One of the first people to introduce the concept of “attention economy” was the economist and social science specialist Herbert A. Simon, in his article “Designing Organizations for an Information-Rich World” written in 1971, referring to the fact that the wealth of information implies the death of something else, that is, the attention of the recipients, so that the overabundance of information creates a poverty of attention and a need to locate it effectively.

Advertisers discovered this a long time ago and that is why in their strategies they consider it essential to capture the attention of a potential client who ends up purchasing a certain product or service.

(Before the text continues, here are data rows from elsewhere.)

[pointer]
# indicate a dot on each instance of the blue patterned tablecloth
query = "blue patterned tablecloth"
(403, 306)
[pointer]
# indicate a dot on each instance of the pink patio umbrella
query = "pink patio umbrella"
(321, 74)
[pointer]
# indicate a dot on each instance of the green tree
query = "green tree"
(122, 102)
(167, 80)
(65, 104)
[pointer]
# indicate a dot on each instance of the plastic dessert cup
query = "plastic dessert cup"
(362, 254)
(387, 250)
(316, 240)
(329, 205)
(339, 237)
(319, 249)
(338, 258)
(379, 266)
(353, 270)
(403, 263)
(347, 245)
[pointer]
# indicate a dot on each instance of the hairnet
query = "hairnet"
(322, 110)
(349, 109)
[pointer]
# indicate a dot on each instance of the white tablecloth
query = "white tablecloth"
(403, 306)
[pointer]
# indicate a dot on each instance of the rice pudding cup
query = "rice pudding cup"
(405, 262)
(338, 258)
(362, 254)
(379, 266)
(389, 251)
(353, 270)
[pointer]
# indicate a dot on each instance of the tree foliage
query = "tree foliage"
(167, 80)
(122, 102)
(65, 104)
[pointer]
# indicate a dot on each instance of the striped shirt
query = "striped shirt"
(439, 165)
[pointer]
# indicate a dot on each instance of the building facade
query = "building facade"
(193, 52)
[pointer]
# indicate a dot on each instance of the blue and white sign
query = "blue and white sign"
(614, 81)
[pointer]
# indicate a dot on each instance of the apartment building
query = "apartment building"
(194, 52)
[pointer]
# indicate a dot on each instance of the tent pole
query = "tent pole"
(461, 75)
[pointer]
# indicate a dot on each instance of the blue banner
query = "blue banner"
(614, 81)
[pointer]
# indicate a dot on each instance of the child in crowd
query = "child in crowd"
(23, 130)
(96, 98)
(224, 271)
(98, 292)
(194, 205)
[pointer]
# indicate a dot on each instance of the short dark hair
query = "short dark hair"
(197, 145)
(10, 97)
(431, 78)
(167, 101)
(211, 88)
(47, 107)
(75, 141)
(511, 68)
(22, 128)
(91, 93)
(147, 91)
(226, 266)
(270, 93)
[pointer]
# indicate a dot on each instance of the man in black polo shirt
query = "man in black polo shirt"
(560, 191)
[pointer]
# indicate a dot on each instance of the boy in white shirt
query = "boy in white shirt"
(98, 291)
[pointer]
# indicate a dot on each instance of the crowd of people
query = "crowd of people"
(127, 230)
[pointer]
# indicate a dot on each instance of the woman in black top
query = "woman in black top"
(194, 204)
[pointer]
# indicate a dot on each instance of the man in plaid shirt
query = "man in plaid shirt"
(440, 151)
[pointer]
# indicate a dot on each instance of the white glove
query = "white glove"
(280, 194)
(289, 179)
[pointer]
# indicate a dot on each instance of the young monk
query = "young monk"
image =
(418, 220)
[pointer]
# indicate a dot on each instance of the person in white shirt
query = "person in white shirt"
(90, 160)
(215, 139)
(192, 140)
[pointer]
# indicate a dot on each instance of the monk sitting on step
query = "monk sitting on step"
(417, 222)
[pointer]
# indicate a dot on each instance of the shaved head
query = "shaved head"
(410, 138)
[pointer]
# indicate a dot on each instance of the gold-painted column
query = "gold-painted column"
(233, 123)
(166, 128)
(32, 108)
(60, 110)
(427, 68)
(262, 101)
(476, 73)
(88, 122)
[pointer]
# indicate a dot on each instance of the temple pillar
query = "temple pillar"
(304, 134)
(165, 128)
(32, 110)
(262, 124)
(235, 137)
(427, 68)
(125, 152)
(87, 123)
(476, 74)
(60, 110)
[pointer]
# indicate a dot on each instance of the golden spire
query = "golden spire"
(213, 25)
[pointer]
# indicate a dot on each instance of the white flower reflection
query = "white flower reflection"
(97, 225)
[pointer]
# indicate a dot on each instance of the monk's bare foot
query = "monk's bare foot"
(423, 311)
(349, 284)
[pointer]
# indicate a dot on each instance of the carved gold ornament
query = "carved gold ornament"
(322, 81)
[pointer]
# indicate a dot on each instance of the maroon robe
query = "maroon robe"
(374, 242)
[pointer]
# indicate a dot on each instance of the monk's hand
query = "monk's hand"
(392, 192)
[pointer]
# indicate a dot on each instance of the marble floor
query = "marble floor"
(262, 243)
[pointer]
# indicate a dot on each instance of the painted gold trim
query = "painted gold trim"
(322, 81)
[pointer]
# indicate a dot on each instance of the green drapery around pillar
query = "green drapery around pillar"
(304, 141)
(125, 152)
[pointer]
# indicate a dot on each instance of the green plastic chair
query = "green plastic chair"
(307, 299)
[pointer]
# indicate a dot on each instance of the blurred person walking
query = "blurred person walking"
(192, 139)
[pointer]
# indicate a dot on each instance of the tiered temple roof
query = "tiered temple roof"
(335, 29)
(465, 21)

But we have reached a point where the final act of purchase is no longer the goal sought, but attracting attention has become an end in itself and some economic strategists not only speak of the “attention economy” but also of “attention transactions”.

In art, the need for attention has always been there, in the desire to be exposed and to be heard and appreciated. Now this urgency to be present translates into a multiplication of events and activities, of many things happening. The risk is going unnoticed or that the 2 seconds of visibility (which is surely what Warhol’s 15 minutes of fame have become) pass too quickly.